The ABS has found that 59 percent of homes now have energy saving lighting and that energy star ratings are the main household consideration when buying or replacing fridges, freezes and clothes dryers.
There are just a lot more doing this. The number of Australian households connected to the power grid has risen by more than two million in 20 years – from 6.3 million to 8.4 million.
This is the equivalent of adding another New South Wales to the electricity supply system – and we are going to do it again in the next 20 years on current predictions.
Throw in now the wrenching transition of the energy economy proposed by the Rudd government – which its Green opponents insist is too “soft” – and a big political question arises about voter reaction.
The Rudd revolution will drive higher costs for petrol, power and gas.
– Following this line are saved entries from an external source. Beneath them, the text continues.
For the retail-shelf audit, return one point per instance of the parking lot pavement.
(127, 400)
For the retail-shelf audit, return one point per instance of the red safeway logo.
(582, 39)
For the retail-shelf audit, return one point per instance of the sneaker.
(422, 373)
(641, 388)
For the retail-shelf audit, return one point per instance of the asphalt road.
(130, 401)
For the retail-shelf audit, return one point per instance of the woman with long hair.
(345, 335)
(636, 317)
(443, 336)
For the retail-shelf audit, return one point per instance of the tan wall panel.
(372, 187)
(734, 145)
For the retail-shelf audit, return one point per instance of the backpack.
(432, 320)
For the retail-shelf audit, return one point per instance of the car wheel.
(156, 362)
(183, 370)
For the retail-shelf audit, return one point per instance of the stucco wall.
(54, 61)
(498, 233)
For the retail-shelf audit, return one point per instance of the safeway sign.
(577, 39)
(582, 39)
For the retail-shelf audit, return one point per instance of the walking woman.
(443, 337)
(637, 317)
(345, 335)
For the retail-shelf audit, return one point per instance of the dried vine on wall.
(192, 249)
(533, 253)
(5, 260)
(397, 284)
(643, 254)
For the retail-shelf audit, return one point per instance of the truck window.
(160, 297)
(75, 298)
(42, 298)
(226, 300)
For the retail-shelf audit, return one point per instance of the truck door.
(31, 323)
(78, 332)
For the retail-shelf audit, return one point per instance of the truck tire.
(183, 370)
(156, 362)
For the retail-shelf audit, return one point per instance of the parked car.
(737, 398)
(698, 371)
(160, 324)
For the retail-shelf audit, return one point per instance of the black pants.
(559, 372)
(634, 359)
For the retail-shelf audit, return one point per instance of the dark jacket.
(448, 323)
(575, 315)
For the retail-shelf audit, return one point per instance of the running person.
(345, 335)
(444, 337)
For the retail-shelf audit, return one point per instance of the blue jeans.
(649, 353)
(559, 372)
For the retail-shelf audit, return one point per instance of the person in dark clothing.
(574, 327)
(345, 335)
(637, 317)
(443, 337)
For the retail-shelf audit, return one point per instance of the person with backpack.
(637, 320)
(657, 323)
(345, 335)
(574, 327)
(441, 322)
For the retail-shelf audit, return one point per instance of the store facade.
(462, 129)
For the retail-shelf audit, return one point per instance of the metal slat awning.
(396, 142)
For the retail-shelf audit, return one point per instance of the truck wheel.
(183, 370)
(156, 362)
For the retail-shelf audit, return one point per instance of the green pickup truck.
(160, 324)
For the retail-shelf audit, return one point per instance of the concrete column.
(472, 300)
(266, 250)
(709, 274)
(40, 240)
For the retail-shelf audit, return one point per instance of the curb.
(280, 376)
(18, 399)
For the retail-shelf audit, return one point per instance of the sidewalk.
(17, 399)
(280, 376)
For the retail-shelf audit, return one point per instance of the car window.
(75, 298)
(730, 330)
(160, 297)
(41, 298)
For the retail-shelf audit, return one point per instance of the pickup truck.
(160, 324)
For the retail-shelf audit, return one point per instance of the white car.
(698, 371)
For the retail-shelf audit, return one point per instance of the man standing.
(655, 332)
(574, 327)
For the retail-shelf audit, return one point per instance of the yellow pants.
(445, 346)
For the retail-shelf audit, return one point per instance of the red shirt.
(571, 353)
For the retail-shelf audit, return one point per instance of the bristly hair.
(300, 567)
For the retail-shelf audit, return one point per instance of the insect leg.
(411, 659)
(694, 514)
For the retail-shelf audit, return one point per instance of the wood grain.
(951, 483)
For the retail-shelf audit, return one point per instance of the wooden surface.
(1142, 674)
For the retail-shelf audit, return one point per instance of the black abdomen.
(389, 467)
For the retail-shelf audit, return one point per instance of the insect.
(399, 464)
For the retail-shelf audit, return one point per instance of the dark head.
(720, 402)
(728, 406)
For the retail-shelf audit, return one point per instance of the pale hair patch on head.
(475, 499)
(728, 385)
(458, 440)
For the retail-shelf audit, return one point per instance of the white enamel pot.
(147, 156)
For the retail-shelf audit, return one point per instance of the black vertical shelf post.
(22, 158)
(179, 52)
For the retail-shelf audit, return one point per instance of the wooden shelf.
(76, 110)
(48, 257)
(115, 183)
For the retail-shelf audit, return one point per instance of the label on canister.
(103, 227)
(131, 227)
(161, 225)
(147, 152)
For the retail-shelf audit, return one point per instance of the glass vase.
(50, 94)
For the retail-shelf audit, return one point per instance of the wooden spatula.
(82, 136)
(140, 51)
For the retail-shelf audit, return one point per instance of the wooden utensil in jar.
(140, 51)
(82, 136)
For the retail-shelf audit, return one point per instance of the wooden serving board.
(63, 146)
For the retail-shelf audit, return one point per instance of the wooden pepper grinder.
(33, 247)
It will, if it works, drive electricity supply away from the low-cost coal-burning power stations to substantially higher-cost plants.em>
If it causes a substantial increase in the use of gas to make electricity, combined with the the emergence of an eastern seaboard LNG export industry, it will drive up wholesale gas prices towards the levels already seen in Western Australian (where it is a very sore point).
Apart from the controversial aspects of the impact of the Rudd revolution on business and on jobs, its substantial addition to Australian household costs is hardly likely to go unnoticed – and the compensation for the effects of emissions trading on offer are relatively limited.
Australian voter attitudes to higher energy costs are also thrown up in the new ABS study.
The agency reports that 817,000 households are now part of a “GreenPower” scheme – where they pay more to have renewable electricity added somewhere in the supply chain. An admirable number it might be thought -–until you contemplate the context.
At June last year, there were more than 10 times as many homes connected to the grid as took up “GreenPower” – and this despite a decade-long drumfire of publicity and advocacy about global warming. And despite more than 80 percent of Australians telling pollsters they are concerned or strongly concerned about global warming. And despite 52 percent of them telling the ABS that they knew about “GreenPower.”
Well, if they jib at paying a relatively tiny amount voluntarily for “GreenPower,” it is surely a legitimate political question to ask how they will react to discovering they are being forced to pay considerably more for all their energy requirements in the post-Great Financial Crisis world?
Some politicians perhaps should have been thinking about this during the recent Earth Hour.